PLF 2010 - Ville et logement : 7,8 milliards pour une mission avec "des incertitudes financières majeures"

Après l'Assemblée nationale, le 17 novembre, le Sénat a adopté à son tour en première lecture, le 8 décembre, le projet de loi de finances pour 2010. Les crédits de la mission "Ville et logement" ont ainsi été votés à hauteur de 7,698 milliards d'euros en autorisations d'engagement et de 7,805 milliards en crédits de paiement (CP). Cette enveloppe se répartit en quatre programmes (en CP) : 1,101 milliard d'euros pour la prévention de l'exclusion et insertion des personnes vulnérables, 5,369 milliards pour l'aide à l'accès au logement, 629 millions pour le développement et l'amélioration de l'offre de logement et 704 millions pour la politique de la ville.
Si l'adoption des crédits n'a pas soulevé de difficulté particulière, les moyens affectés à la mission n'ont pas vraiment convaincu tous les sénateurs. Les crédits budgétaires affectés à la mission pour 2010 progressent pourtant de 3,5% en autorisations d'engagement et de 4,5% en crédits de paiement, avec toutefois des écarts importants (+8,6% pour le programme "aide à l'accès au logement", mais -10,9% pour le programme "politique de la ville"). De même, les dépenses fiscales liées à la mission (qui n'apparaissent pas dans les crédits budgétaires ci-dessus) s'élèvent à plus de 11 milliards d'euros, en progression de 8% (voir notre article ci-contre du 16 novembre 2009).
Les rapporteurs pour avis de la commission des affaires économiques - Pierre André, sénateur (UMP) de l'Aisne, et Thierry Repentin, sénateur (PS) de la Savoie et également président de l'Union sociale pour l'habitat (USH) -  et celui de la commission des affaires sociales - Jean-Marie Vanlerenberghe, sénateur (UC) du Pas-de-Calais - s'en sont tenus à une approche plutôt descriptive. Mais Philippe Dallier, sénateur (UMP) de la Seine-Saint-Denis et rapporteur spécial des crédits de la mission, porte un jugement nettement moins nuancé. Il observe ainsi que "la mission ne satisfait pas correctement à l'objectif de lisibilité des politiques publiques", en ne donnant qu'"une vue partielle des moyens de l'Etat", faute d'intégrer les dépenses fiscales. Le rapporteur pointe également "des réformes qui tardent à se mettre en place", allusion aux retards dans la mise en place de la garantie universelle des risques locatifs (GRL) et au prélèvement sur les ressources financières inutilisées des organismes HLM, "qui sont toujours en attente de décrets d'application".
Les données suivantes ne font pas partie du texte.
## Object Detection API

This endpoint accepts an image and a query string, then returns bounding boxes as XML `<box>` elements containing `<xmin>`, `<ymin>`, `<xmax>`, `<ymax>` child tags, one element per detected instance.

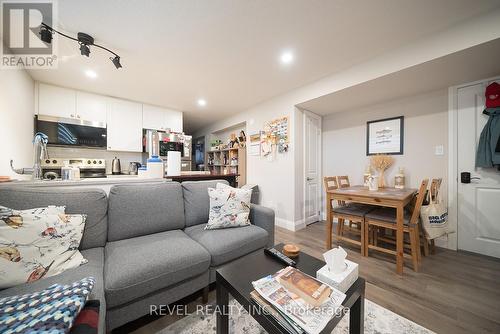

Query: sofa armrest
<box><xmin>250</xmin><ymin>204</ymin><xmax>274</xmax><ymax>247</ymax></box>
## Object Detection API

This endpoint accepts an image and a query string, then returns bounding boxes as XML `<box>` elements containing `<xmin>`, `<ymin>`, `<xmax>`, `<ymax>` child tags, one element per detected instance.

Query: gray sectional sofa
<box><xmin>0</xmin><ymin>181</ymin><xmax>274</xmax><ymax>333</ymax></box>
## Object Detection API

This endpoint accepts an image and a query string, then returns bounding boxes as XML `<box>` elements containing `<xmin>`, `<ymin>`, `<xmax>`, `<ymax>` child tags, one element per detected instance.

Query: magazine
<box><xmin>252</xmin><ymin>267</ymin><xmax>346</xmax><ymax>334</ymax></box>
<box><xmin>250</xmin><ymin>290</ymin><xmax>305</xmax><ymax>334</ymax></box>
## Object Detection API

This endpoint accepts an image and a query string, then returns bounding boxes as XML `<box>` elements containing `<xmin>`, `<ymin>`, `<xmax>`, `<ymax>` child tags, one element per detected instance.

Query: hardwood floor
<box><xmin>130</xmin><ymin>222</ymin><xmax>500</xmax><ymax>334</ymax></box>
<box><xmin>276</xmin><ymin>222</ymin><xmax>500</xmax><ymax>334</ymax></box>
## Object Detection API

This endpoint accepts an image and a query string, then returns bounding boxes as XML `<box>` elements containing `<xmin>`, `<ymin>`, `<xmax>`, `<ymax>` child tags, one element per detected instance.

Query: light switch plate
<box><xmin>434</xmin><ymin>145</ymin><xmax>444</xmax><ymax>155</ymax></box>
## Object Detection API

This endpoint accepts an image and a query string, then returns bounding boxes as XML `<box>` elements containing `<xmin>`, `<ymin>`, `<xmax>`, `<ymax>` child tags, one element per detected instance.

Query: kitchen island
<box><xmin>0</xmin><ymin>172</ymin><xmax>238</xmax><ymax>193</ymax></box>
<box><xmin>165</xmin><ymin>173</ymin><xmax>239</xmax><ymax>187</ymax></box>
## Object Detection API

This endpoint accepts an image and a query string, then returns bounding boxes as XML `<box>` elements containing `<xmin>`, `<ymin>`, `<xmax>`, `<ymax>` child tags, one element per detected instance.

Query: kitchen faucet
<box><xmin>10</xmin><ymin>132</ymin><xmax>49</xmax><ymax>180</ymax></box>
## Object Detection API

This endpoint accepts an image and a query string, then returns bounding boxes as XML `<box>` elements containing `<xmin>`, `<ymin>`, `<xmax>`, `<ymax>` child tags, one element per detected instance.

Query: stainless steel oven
<box><xmin>35</xmin><ymin>115</ymin><xmax>107</xmax><ymax>148</ymax></box>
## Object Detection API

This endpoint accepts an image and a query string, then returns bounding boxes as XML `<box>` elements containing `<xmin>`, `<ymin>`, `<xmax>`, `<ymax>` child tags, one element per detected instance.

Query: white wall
<box><xmin>193</xmin><ymin>94</ymin><xmax>297</xmax><ymax>230</ymax></box>
<box><xmin>0</xmin><ymin>69</ymin><xmax>35</xmax><ymax>178</ymax></box>
<box><xmin>187</xmin><ymin>10</ymin><xmax>500</xmax><ymax>230</ymax></box>
<box><xmin>322</xmin><ymin>89</ymin><xmax>448</xmax><ymax>224</ymax></box>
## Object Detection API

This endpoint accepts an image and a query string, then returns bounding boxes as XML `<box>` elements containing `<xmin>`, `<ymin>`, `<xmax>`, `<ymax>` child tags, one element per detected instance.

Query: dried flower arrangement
<box><xmin>371</xmin><ymin>154</ymin><xmax>394</xmax><ymax>188</ymax></box>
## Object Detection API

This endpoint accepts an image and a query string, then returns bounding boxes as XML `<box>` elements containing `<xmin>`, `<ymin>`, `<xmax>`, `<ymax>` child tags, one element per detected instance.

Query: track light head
<box><xmin>80</xmin><ymin>44</ymin><xmax>90</xmax><ymax>57</ymax></box>
<box><xmin>40</xmin><ymin>25</ymin><xmax>52</xmax><ymax>44</ymax></box>
<box><xmin>109</xmin><ymin>56</ymin><xmax>122</xmax><ymax>69</ymax></box>
<box><xmin>40</xmin><ymin>23</ymin><xmax>122</xmax><ymax>69</ymax></box>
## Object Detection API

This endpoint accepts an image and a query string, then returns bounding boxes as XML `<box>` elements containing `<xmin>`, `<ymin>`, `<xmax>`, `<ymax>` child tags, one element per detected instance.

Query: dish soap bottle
<box><xmin>394</xmin><ymin>167</ymin><xmax>405</xmax><ymax>189</ymax></box>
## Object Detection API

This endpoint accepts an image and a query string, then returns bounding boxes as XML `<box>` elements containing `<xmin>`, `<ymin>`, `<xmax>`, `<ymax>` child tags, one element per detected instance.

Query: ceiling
<box><xmin>30</xmin><ymin>0</ymin><xmax>500</xmax><ymax>132</ymax></box>
<box><xmin>298</xmin><ymin>39</ymin><xmax>500</xmax><ymax>115</ymax></box>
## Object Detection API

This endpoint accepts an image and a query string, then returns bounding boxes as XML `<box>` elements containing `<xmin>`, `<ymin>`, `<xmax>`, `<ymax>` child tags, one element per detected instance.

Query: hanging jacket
<box><xmin>476</xmin><ymin>107</ymin><xmax>500</xmax><ymax>167</ymax></box>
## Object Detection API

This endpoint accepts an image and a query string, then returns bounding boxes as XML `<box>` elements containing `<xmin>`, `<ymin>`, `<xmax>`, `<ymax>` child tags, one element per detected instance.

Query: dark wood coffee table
<box><xmin>216</xmin><ymin>244</ymin><xmax>365</xmax><ymax>334</ymax></box>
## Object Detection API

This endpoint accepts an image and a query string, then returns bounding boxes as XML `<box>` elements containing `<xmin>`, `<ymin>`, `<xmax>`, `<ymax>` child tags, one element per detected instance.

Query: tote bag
<box><xmin>420</xmin><ymin>184</ymin><xmax>448</xmax><ymax>239</ymax></box>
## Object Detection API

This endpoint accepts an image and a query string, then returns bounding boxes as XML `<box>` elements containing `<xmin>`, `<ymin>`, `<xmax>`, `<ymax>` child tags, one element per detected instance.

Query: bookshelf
<box><xmin>206</xmin><ymin>147</ymin><xmax>247</xmax><ymax>187</ymax></box>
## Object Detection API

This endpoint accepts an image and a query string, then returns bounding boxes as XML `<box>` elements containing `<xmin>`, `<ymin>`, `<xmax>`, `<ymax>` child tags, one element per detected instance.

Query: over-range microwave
<box><xmin>143</xmin><ymin>130</ymin><xmax>192</xmax><ymax>160</ymax></box>
<box><xmin>35</xmin><ymin>115</ymin><xmax>107</xmax><ymax>149</ymax></box>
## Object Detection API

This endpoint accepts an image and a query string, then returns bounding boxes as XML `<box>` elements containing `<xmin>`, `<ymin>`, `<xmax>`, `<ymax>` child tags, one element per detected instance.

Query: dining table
<box><xmin>326</xmin><ymin>186</ymin><xmax>417</xmax><ymax>275</ymax></box>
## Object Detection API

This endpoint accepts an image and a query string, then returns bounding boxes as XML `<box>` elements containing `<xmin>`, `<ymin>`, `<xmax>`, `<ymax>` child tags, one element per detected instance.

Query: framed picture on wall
<box><xmin>366</xmin><ymin>116</ymin><xmax>404</xmax><ymax>155</ymax></box>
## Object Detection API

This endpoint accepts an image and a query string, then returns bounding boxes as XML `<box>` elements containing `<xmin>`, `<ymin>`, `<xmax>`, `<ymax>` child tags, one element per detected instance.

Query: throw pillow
<box><xmin>0</xmin><ymin>206</ymin><xmax>86</xmax><ymax>289</ymax></box>
<box><xmin>0</xmin><ymin>277</ymin><xmax>95</xmax><ymax>334</ymax></box>
<box><xmin>205</xmin><ymin>184</ymin><xmax>252</xmax><ymax>230</ymax></box>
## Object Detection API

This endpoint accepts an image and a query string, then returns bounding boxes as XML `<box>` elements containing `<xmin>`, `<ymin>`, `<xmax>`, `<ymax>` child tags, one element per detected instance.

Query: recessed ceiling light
<box><xmin>280</xmin><ymin>51</ymin><xmax>293</xmax><ymax>65</ymax></box>
<box><xmin>85</xmin><ymin>70</ymin><xmax>97</xmax><ymax>79</ymax></box>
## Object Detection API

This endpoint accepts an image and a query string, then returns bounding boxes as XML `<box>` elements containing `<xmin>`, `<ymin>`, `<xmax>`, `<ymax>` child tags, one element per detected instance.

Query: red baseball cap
<box><xmin>484</xmin><ymin>82</ymin><xmax>500</xmax><ymax>108</ymax></box>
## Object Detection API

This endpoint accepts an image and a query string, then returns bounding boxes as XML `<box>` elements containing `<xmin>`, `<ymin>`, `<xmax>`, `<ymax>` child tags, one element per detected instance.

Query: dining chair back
<box><xmin>410</xmin><ymin>179</ymin><xmax>429</xmax><ymax>225</ymax></box>
<box><xmin>337</xmin><ymin>175</ymin><xmax>351</xmax><ymax>188</ymax></box>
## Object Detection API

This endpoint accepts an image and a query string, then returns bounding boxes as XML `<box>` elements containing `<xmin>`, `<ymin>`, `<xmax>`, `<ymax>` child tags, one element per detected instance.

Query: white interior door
<box><xmin>304</xmin><ymin>112</ymin><xmax>321</xmax><ymax>224</ymax></box>
<box><xmin>457</xmin><ymin>82</ymin><xmax>500</xmax><ymax>258</ymax></box>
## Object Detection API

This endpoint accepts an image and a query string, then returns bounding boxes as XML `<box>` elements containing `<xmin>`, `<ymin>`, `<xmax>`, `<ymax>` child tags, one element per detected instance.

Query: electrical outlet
<box><xmin>434</xmin><ymin>145</ymin><xmax>444</xmax><ymax>155</ymax></box>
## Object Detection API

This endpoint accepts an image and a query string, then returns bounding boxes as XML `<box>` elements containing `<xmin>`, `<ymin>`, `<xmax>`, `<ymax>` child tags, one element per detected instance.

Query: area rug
<box><xmin>156</xmin><ymin>299</ymin><xmax>433</xmax><ymax>334</ymax></box>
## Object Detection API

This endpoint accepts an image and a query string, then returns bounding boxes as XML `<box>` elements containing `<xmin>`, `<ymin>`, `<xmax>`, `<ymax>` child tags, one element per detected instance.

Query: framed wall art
<box><xmin>366</xmin><ymin>116</ymin><xmax>404</xmax><ymax>155</ymax></box>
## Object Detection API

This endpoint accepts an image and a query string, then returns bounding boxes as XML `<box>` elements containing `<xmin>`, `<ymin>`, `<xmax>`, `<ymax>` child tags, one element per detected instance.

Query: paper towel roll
<box><xmin>167</xmin><ymin>151</ymin><xmax>181</xmax><ymax>176</ymax></box>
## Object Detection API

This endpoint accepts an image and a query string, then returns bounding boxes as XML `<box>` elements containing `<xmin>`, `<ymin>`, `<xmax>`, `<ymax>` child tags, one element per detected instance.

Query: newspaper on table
<box><xmin>252</xmin><ymin>269</ymin><xmax>346</xmax><ymax>334</ymax></box>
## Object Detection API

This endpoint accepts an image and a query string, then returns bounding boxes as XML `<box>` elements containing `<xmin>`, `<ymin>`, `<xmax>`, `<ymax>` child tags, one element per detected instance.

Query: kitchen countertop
<box><xmin>0</xmin><ymin>173</ymin><xmax>238</xmax><ymax>187</ymax></box>
<box><xmin>0</xmin><ymin>175</ymin><xmax>168</xmax><ymax>187</ymax></box>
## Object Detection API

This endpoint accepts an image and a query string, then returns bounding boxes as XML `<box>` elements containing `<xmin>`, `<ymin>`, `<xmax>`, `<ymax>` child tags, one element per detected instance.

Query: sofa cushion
<box><xmin>104</xmin><ymin>230</ymin><xmax>210</xmax><ymax>307</ymax></box>
<box><xmin>0</xmin><ymin>187</ymin><xmax>108</xmax><ymax>249</ymax></box>
<box><xmin>184</xmin><ymin>225</ymin><xmax>268</xmax><ymax>266</ymax></box>
<box><xmin>0</xmin><ymin>247</ymin><xmax>106</xmax><ymax>333</ymax></box>
<box><xmin>108</xmin><ymin>182</ymin><xmax>184</xmax><ymax>241</ymax></box>
<box><xmin>182</xmin><ymin>180</ymin><xmax>229</xmax><ymax>226</ymax></box>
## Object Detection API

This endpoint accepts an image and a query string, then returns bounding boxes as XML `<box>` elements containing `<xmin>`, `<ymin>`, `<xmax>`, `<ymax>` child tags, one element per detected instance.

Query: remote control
<box><xmin>264</xmin><ymin>248</ymin><xmax>297</xmax><ymax>267</ymax></box>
Autre motif d'inquiétude soulevé par le rapporteur : l'"équilibre fragile" de l'Anah et de l'Anru. Dans le cas de l'année 2008 - dernier exercice clos -, le rapport relève que l'Anah a décidé, dès le 18 novembre 2008, d'arrêter les prises en charge de dépenses pour l'année en cours et que l'agence a clos l'exercice avec une trésorerie représentant seulement huit jours de dépenses. Pour l'année à venir, le rapport considère que "la fixation des capacités annuelles d'engagement de l'Anah pour 2010 devra impérativement tenir compte des engagements déjà souscrits et de leur soutenabilité financière pour les trois prochaines années", en prenant en considération le fait que l'agence bénéficie, sur 2009 et 2010, des crédits exceptionnels du plan de relance. Pour l'Anru, le rapport met en avant un redoutable effet de ciseaux, à partir de 2009, entre les besoins de trésorerie et la trésorerie effectivement disponible. Considérant que "le mécanisme de financement mis en oeuvre depuis 2009 n'est pas soutenable à moyen et long termes", le rapporteur spécial préconise que l'année 2010 soit mise à profit pour "pour élaborer un schéma réaliste de financement des interventions de l'Anru et de l'Anah, susceptible de succéder au système temporaire mis en place par la loi de mobilisation pour le logement et permettant de sortir d'une logique consistant à repousser régulièrement les échéances de règlement des dettes accumulées".
Le rapport est plus positif sur les crédits de deux des quatre programmes de la mission : "développement et amélioration de l'offre de logements" et "politique de la ville". Il est en revanche nettement plus mitigé sur le programme "prévention de l'exclusion et insertion des personnes vulnérables" - pour lequel le rapporteur pointe la "sous-budgétisation persistante" des dépenses du Parsa (plan d'action renforcé pour les sans-abri) - et pour le programme "aide à l'accès au logement", dont la dotation ne règle pas le problème récurrent de la dette de l'Etat. Le défaut de financement de l'Etat à l'égard du Fnal (Fonds national d'aide au logement) serait ainsi de 585 millions d'euros à la fin de 2009.